There are other things people might assume I know very little about that I didn’t read in a book, like the Native American character who is based partially on my old live-in girlfriend of four years.

So where did I get the idea for a French Canadian character and using MRIs as a research tool? Who knows, I honestly don’t remember. But I’m sitting here this morning bemoaning the fact that one of the major plot points of my new story appears to be a major plot point of Season 4 of True Blood. Now, granted, I can’t say that for sure yet, having only seen two episodes so far, but there will be people who will assume I took my plot from that, even though it predates the season by two years and was an attempt, when I came up with it, to turn a common fantasy trope on its ear.

There are no new stories, I guess, only new angles.

Why, to this day, “Wrecked” still doesn’t work for me

My understanding of Willow’s Season 6 journey, and correct me if I’m wrong here, is that she is addicted to magic for the power it gives her. But she spends this episode having things done to her. She is not the agent, she is the passive recipient. If this is supposed to be the episode where she really “turns a corner” into darkness, it fails to understand the core of that darkness completely and utterly. “Smashed” did a much better job of illustrating what her problem was.

‘Tis a pity…

…the Star Trek series Enterprise was cancelled.

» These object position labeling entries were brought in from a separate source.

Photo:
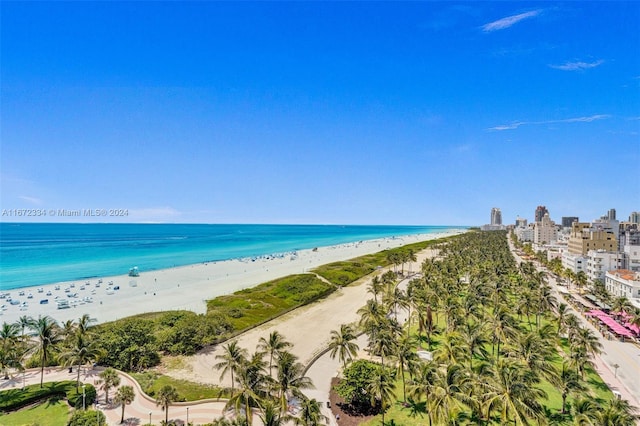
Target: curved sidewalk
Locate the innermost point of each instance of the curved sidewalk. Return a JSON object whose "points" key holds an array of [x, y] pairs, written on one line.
{"points": [[138, 412]]}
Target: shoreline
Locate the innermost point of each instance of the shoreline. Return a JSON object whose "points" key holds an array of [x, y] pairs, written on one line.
{"points": [[183, 287]]}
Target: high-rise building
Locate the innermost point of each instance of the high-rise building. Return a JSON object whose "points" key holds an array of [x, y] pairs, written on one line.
{"points": [[545, 231], [591, 236], [521, 223], [540, 211], [496, 216], [568, 220]]}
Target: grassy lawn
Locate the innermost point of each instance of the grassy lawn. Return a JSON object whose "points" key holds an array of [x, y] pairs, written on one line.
{"points": [[152, 382], [53, 412], [596, 386]]}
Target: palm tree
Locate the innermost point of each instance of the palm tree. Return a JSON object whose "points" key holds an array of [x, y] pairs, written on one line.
{"points": [[48, 336], [109, 378], [406, 357], [82, 352], [562, 313], [513, 392], [411, 257], [474, 337], [9, 349], [166, 395], [125, 396], [584, 343], [449, 393], [381, 388], [232, 357], [503, 326], [585, 411], [272, 416], [274, 345], [383, 342], [617, 412], [375, 287], [581, 280], [251, 390], [421, 385], [85, 323], [310, 414], [342, 344], [536, 353], [291, 378], [568, 382]]}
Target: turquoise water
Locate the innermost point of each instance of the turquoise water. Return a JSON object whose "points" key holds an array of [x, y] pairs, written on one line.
{"points": [[41, 253]]}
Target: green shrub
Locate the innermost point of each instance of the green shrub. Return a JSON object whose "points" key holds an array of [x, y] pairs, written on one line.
{"points": [[14, 399], [87, 418], [75, 396]]}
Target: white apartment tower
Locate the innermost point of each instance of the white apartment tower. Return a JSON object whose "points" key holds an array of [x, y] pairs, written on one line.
{"points": [[545, 231], [496, 216]]}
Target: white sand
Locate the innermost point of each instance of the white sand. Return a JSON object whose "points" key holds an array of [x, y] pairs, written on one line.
{"points": [[308, 329], [186, 287]]}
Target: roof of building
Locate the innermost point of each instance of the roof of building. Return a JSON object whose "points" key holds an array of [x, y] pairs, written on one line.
{"points": [[625, 274]]}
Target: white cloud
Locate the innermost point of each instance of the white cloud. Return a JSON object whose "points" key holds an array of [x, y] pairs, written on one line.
{"points": [[509, 21], [585, 119], [159, 214], [508, 126], [578, 65]]}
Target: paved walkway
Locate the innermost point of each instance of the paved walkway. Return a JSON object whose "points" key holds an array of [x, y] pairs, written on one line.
{"points": [[138, 413]]}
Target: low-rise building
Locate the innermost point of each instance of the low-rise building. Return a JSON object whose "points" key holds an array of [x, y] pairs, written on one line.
{"points": [[623, 282], [574, 262], [600, 261], [545, 231]]}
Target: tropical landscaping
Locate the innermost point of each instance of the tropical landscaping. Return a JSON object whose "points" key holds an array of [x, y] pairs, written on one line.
{"points": [[501, 349], [475, 338]]}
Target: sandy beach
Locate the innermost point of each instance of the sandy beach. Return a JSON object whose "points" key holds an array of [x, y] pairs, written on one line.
{"points": [[186, 287]]}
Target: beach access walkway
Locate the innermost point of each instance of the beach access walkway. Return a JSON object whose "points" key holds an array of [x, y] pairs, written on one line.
{"points": [[307, 328], [141, 411]]}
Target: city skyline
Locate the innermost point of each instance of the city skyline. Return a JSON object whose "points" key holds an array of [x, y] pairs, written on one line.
{"points": [[416, 113]]}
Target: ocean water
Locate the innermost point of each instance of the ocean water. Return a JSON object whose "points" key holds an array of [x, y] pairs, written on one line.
{"points": [[42, 253]]}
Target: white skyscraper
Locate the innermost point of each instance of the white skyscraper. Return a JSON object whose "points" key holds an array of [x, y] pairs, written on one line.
{"points": [[496, 216]]}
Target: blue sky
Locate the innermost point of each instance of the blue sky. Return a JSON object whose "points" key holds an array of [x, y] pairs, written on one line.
{"points": [[320, 112]]}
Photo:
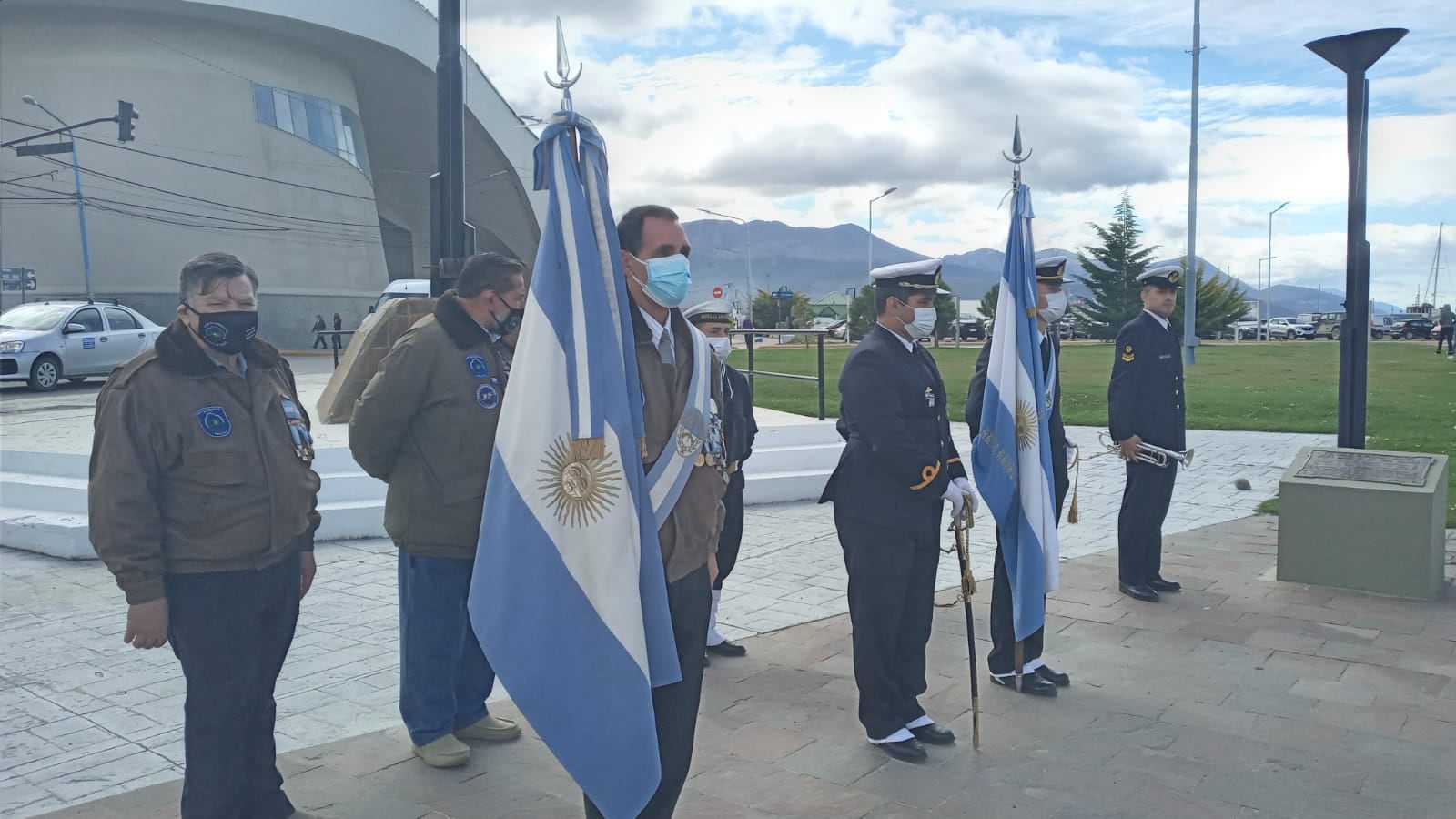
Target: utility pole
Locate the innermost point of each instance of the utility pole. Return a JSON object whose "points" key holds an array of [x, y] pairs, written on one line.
{"points": [[448, 207], [1354, 55], [1191, 276]]}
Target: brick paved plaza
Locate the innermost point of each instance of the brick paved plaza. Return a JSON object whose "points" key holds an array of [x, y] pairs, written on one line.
{"points": [[1241, 697]]}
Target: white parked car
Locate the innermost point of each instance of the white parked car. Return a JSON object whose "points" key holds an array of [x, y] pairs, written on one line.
{"points": [[1289, 329], [48, 341]]}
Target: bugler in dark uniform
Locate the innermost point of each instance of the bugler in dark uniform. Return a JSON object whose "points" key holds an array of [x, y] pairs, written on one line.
{"points": [[897, 471], [715, 318], [1037, 676], [1145, 404]]}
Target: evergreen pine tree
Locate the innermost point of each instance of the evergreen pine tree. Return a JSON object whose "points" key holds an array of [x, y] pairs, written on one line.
{"points": [[1111, 273]]}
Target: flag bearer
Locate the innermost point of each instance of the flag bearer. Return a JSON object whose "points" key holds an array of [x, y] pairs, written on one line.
{"points": [[715, 319]]}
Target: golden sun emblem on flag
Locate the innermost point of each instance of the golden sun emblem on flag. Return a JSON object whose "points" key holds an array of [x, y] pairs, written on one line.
{"points": [[579, 481], [1026, 430]]}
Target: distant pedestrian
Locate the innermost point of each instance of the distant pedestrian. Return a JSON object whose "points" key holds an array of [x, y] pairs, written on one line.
{"points": [[204, 506]]}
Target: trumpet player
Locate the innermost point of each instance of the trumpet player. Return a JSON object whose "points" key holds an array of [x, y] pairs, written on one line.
{"points": [[1145, 404]]}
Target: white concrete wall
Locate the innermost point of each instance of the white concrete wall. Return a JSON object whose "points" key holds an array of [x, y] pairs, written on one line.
{"points": [[79, 65]]}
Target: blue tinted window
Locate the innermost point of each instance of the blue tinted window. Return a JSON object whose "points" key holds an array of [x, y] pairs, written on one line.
{"points": [[324, 123], [262, 99]]}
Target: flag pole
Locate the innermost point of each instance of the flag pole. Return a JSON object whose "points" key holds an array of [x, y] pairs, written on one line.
{"points": [[1016, 159], [960, 525], [564, 84]]}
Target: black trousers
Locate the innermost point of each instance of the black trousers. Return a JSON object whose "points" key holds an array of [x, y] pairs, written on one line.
{"points": [[1002, 659], [1140, 521], [676, 705], [732, 537], [232, 632], [892, 602]]}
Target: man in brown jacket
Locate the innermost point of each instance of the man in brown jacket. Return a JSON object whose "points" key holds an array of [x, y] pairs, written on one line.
{"points": [[203, 503], [654, 251], [426, 424]]}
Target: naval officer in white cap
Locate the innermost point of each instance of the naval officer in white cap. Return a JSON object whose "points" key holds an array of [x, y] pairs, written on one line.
{"points": [[715, 319], [895, 477]]}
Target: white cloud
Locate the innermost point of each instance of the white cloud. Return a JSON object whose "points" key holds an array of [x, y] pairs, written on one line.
{"points": [[757, 118]]}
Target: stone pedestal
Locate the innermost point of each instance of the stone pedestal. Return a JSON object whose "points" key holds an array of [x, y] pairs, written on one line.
{"points": [[1365, 519], [364, 353]]}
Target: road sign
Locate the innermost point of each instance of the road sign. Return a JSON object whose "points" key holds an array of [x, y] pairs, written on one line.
{"points": [[43, 147], [16, 278]]}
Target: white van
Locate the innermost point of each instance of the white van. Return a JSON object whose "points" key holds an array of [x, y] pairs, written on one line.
{"points": [[398, 288]]}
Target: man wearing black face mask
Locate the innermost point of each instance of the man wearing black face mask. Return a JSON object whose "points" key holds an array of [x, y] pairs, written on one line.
{"points": [[426, 426], [204, 504]]}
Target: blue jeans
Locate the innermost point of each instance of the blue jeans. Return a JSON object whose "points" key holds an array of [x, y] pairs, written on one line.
{"points": [[232, 632], [443, 673]]}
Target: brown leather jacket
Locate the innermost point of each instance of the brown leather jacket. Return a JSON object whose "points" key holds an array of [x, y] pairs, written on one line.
{"points": [[691, 532], [426, 426], [194, 468]]}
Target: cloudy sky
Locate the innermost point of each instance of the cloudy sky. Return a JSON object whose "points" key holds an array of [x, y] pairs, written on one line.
{"points": [[804, 109]]}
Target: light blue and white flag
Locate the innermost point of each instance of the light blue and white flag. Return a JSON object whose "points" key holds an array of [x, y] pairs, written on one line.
{"points": [[568, 596], [1011, 458]]}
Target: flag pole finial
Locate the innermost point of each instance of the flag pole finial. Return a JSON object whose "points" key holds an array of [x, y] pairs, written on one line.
{"points": [[1016, 159], [562, 70]]}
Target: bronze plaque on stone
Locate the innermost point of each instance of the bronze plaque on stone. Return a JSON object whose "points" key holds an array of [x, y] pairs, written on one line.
{"points": [[1368, 467]]}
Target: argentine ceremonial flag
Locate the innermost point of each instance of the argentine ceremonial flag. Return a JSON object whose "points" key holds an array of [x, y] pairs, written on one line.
{"points": [[568, 596], [1011, 458]]}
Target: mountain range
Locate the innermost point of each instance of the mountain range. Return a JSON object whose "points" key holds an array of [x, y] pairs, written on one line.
{"points": [[836, 259]]}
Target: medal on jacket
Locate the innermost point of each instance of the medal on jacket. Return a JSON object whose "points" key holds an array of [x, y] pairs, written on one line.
{"points": [[302, 439]]}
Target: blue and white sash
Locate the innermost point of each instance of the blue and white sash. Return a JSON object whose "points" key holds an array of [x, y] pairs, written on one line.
{"points": [[684, 450]]}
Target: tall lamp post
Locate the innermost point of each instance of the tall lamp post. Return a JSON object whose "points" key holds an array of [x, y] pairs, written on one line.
{"points": [[747, 245], [873, 228], [1354, 55], [1269, 258], [80, 203]]}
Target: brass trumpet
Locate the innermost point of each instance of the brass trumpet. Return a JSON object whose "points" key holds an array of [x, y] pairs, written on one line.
{"points": [[1149, 453]]}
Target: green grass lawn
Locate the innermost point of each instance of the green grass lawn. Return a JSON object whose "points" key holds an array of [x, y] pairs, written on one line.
{"points": [[1273, 387]]}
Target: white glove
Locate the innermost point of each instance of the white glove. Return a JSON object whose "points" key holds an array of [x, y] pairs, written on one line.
{"points": [[965, 484], [956, 497]]}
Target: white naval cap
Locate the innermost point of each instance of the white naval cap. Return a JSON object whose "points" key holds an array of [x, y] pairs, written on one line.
{"points": [[1162, 276], [919, 274], [711, 310]]}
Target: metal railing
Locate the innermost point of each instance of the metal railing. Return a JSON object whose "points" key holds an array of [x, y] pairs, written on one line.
{"points": [[819, 339]]}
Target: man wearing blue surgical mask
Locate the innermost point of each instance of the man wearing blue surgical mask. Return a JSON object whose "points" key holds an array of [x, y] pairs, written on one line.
{"points": [[683, 457], [1038, 680]]}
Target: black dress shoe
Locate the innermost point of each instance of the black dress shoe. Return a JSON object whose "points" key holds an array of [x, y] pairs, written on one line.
{"points": [[906, 749], [1145, 593], [1031, 683], [934, 734], [727, 649], [1055, 678]]}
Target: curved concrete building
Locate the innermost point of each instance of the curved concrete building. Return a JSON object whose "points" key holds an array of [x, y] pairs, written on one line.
{"points": [[298, 136]]}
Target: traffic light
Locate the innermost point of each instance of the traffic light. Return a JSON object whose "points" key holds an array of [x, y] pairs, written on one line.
{"points": [[126, 116]]}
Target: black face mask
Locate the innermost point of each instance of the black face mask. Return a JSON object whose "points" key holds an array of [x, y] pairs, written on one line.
{"points": [[228, 331], [510, 322]]}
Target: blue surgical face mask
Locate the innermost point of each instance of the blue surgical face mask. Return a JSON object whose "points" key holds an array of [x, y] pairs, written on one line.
{"points": [[667, 278]]}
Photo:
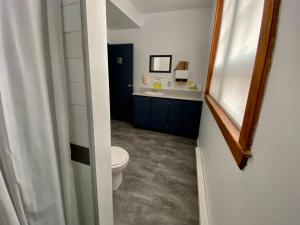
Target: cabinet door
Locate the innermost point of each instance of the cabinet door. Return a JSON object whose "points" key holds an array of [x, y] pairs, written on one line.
{"points": [[159, 114], [175, 119], [141, 111], [191, 118]]}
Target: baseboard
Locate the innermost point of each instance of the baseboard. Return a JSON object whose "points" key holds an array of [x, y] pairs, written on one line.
{"points": [[203, 210]]}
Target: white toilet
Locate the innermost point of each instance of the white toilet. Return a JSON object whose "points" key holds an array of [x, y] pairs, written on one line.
{"points": [[119, 161]]}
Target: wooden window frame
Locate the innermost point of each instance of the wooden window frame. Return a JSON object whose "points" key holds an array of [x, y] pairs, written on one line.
{"points": [[240, 140]]}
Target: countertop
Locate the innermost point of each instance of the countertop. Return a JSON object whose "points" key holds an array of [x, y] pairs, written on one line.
{"points": [[171, 94]]}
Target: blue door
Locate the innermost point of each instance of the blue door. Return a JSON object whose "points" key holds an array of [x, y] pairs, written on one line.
{"points": [[120, 62], [159, 114]]}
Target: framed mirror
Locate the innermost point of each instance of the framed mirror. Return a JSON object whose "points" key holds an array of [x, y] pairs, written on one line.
{"points": [[240, 60], [160, 63]]}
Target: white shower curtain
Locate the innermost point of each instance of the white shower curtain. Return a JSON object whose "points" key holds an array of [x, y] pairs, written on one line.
{"points": [[36, 177]]}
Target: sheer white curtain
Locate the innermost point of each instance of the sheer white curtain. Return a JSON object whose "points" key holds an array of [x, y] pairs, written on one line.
{"points": [[36, 179]]}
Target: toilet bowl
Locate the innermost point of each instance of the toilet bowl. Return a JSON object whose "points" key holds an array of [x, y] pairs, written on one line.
{"points": [[119, 161]]}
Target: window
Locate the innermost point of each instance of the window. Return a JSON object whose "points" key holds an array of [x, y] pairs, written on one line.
{"points": [[240, 59]]}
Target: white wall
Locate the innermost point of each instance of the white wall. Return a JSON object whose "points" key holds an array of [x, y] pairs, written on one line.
{"points": [[95, 42], [182, 34], [79, 132], [266, 192]]}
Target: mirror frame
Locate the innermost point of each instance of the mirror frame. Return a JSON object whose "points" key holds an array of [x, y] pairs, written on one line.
{"points": [[160, 71], [240, 140]]}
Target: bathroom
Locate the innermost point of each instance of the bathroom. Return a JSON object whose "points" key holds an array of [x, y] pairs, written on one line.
{"points": [[123, 112], [155, 112]]}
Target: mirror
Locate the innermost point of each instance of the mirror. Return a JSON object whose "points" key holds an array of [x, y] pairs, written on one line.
{"points": [[160, 63]]}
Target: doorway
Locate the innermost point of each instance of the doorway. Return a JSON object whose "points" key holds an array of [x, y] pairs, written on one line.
{"points": [[120, 62]]}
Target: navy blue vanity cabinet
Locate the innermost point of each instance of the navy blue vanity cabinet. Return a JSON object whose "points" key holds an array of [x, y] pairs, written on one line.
{"points": [[141, 111], [175, 117], [181, 117], [159, 114], [191, 118]]}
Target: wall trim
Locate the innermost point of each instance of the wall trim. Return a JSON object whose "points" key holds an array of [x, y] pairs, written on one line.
{"points": [[203, 209]]}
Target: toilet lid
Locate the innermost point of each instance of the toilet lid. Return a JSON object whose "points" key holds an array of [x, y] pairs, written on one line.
{"points": [[118, 155]]}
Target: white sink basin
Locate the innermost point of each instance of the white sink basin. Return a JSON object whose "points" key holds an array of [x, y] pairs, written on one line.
{"points": [[156, 93]]}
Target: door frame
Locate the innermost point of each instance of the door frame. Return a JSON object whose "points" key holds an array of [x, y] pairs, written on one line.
{"points": [[94, 33]]}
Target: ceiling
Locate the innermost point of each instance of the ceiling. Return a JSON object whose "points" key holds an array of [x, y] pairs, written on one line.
{"points": [[153, 6], [116, 19]]}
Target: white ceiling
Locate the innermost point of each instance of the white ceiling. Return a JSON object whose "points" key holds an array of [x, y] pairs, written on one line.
{"points": [[116, 19], [153, 6]]}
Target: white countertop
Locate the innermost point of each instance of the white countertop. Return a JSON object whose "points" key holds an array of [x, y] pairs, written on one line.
{"points": [[171, 94]]}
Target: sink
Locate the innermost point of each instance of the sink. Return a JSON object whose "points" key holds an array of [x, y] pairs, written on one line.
{"points": [[156, 93]]}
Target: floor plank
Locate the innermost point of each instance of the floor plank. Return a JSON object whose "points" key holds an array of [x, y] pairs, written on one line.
{"points": [[160, 181]]}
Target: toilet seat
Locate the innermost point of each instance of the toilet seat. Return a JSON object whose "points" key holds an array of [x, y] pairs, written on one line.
{"points": [[119, 156]]}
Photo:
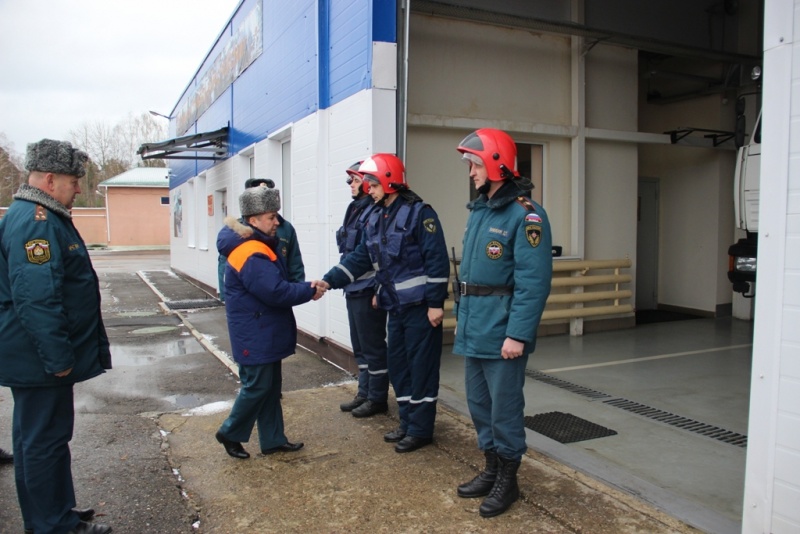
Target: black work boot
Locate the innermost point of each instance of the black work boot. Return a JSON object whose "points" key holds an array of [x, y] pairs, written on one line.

It actually started to become interesting in its fourth season, to become the show I’d wanted to watch when it first aired. The prequel; the show that actually paid attention to its future canon and told the story about the first days of Starfleet and the founding of the Federation, and tread those already sketched-out paths in imaginative ways that couldn’t be predicted (their take on how the Klingons lost their forehead ridges for a while, ribbing off the human Eugenics Wars? Inspired, because it was so, so in character for the Klingons).

I suppose it was a show that was doomed to failure from the beginning. You can’t explore strange new worlds and seek out new civilizations when your characters are just getting to know species that to the audience are familiar faces. You either have to take the story far afield into alien species we don’t understand why we never heard of before (which they did a lot of, for three years), or write that prequel that could fall so quickly into predictability.

In the end, I didn’t watch the show because I didn’t bond personally with any of the characters. There was no one who intrigued me, or got under my skin. And so many of the early plots seemed warmed over [insert TOS/TNG/DSN/Voy episode here].

I finally got done catching up on the entire series on Netflix. Now to figure out what to catch up on next.

Time flies when you’re having fun

Ten years ago today, there was a heat wave in San Francisco. 103 degrees when I went for a stroll through the Haight district during my lunch break (this is a city that sends out “heat advisories” for 79 degrees). I’d been toying with an idea that was being pushed by several email correspondents who were readers of my website, All Things Philosophical on BtVS and AtS. They wanted to meet each other to discuss the show at deeper levels than could be found on other discussion boards they frequented.

So I did the research and set up one of those canned forums and the folks that came to hang there did the rest.

It’s been quite a ride. Thanks for making it fabulous, guys! Looking forward to this weekend.